It’s proof of how modest the impact of Paris 2024 has been on Paris that, with three years to go, this training pool is about the most controversial project underway. That’s because it would displace a score of plots in the local community garden, which has provided space to plant and relax for generations of neighbors. They trundle in and out with rolling grocery bags stuffed with tomatoes and heads of lettuce. As with many community gardens, this one’s defenders argue it is a precious asset to the neighborhood—so much so that it has, for the first time, unlocked its doors to the public at large.

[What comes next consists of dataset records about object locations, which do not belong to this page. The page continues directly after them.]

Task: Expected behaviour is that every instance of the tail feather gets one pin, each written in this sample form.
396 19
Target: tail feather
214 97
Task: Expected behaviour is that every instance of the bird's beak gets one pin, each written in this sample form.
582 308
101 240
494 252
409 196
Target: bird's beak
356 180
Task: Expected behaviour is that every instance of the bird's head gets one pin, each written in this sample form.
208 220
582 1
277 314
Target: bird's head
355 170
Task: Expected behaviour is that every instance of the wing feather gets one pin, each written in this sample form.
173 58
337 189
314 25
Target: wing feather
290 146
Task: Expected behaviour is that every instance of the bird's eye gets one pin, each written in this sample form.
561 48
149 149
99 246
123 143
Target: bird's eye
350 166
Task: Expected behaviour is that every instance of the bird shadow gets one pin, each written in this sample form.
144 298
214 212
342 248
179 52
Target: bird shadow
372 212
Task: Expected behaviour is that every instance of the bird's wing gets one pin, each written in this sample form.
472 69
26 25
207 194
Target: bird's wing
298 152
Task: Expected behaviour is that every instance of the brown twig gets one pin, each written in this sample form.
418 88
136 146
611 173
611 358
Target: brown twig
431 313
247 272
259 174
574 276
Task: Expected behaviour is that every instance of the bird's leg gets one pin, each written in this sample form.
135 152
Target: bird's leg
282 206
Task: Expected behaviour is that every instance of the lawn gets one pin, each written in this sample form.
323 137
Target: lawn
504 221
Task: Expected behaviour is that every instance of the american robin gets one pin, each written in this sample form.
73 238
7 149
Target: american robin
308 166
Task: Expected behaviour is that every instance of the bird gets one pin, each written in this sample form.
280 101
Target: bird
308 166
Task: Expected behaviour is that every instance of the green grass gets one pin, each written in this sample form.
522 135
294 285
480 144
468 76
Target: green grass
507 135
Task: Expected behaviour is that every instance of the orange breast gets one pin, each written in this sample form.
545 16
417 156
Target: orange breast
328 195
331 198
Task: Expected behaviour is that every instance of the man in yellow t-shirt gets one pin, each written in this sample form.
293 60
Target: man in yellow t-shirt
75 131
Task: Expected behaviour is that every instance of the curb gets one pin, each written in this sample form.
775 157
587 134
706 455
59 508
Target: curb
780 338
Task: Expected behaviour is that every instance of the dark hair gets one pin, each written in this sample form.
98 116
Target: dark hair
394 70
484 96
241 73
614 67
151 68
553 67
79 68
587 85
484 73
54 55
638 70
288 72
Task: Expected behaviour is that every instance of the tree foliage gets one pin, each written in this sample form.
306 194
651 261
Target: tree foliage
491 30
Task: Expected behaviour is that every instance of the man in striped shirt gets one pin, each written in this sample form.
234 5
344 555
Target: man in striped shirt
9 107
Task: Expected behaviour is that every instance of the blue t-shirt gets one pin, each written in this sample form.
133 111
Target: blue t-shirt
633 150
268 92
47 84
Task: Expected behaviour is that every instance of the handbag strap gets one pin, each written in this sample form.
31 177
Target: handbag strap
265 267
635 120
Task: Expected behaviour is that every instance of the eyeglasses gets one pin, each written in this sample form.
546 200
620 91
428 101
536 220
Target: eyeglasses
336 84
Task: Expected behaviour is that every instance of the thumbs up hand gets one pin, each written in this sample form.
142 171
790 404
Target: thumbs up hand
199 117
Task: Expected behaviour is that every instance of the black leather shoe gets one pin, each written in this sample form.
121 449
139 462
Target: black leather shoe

A makeshift camp of tents with a sign above that says "Save the Gardens" in French
A banner of protest on the site of a future Olympic training pool in Aubervilliers. Henry Grabar

A band of young squatters from all around the country has set up shop here, padding barefoot over pebbles and crushed fruit to a camp nestled in the shadow of straw-and-mud barricades. The bulldozers are gathered on the other side. “Concrete’s not going to feed us,” one of the resisters says. “Less concrete, more melons!” (In French, it rhymes.) No to gentrification, no to the Olympic Games, no to the new subway line.

At the Café Casanova nearby, though, I heard a different view from Karim Ben Amira, a father of four who has lived in the neighborhood for a dozen years. “We’d like to have something for the kids,” he said of the new training pool. He’d like his kids to have a place to swim. “Look around. There’s nothing here, a café, a football pitch. It’s going to make the neighborhood lively, in spite of what’s happening to the worker gardens. You can’t satisfy everyone.”